GPU Gems 2 Chapter 46 describes sorting on the GPU.
Consider how you might use the Bubble-sort algorithm:
By accessing all N pixels of the column to be sorted per each output pixel, it will be very slow, since each output pixel reads N (with N^2 accesses - heavily affected by caching) and that's a lot of memory access. But it will work, and this code may actually make the most sense.
If you access only 2 input pixels per output pixel then you can effectively "swap" a pair of adjacent pixels on each pass. This may require up to N passes to displace a pixel N steps away. (You can count swaps and "break" early by using an occlusion query)
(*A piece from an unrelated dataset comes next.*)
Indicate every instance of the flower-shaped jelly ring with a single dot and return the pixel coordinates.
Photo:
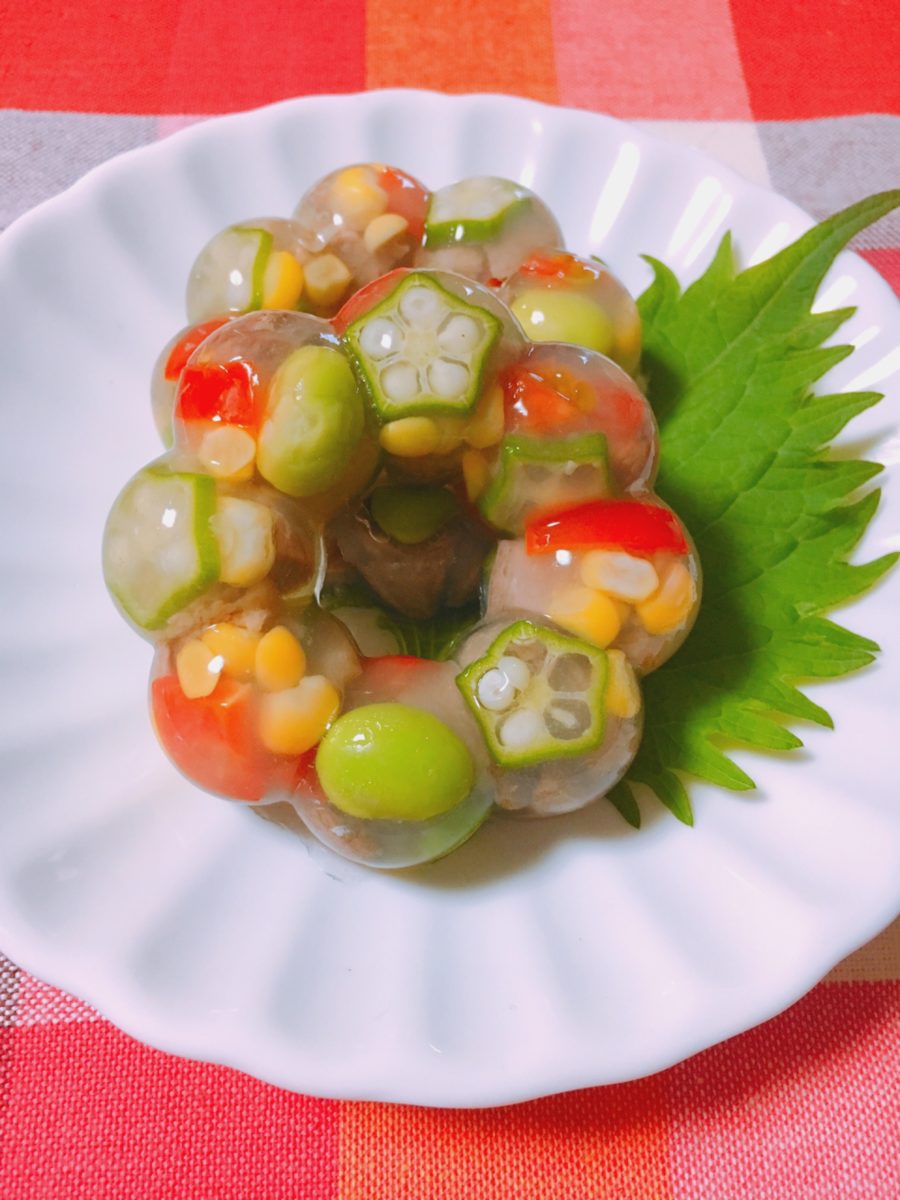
(423, 351)
(559, 717)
By combining techniques you can sample k pixels at a time, allowing a pixel to move up to k steps per pass, thus requiring N/k passes and make more efficient use of resources.
But the real high-performance solutions come from implementing smarter algorithms than just bubble sort. The GPU Gems article suggests a bitonic merge sort, and even heapsort and quicksort are possible with much cleverness.
But there's a lot to know to successfully craft an efficient implementation for a GPU algorithm--more than can be quickly discussed generally here. And you may want to go to a CUDA implementation rather than glsl. But then there's bank conflicts, warps, caching, sampling, swizzling. There's no quick answer.
I suggest you give it a try and then ask a more specific question when you get stuck.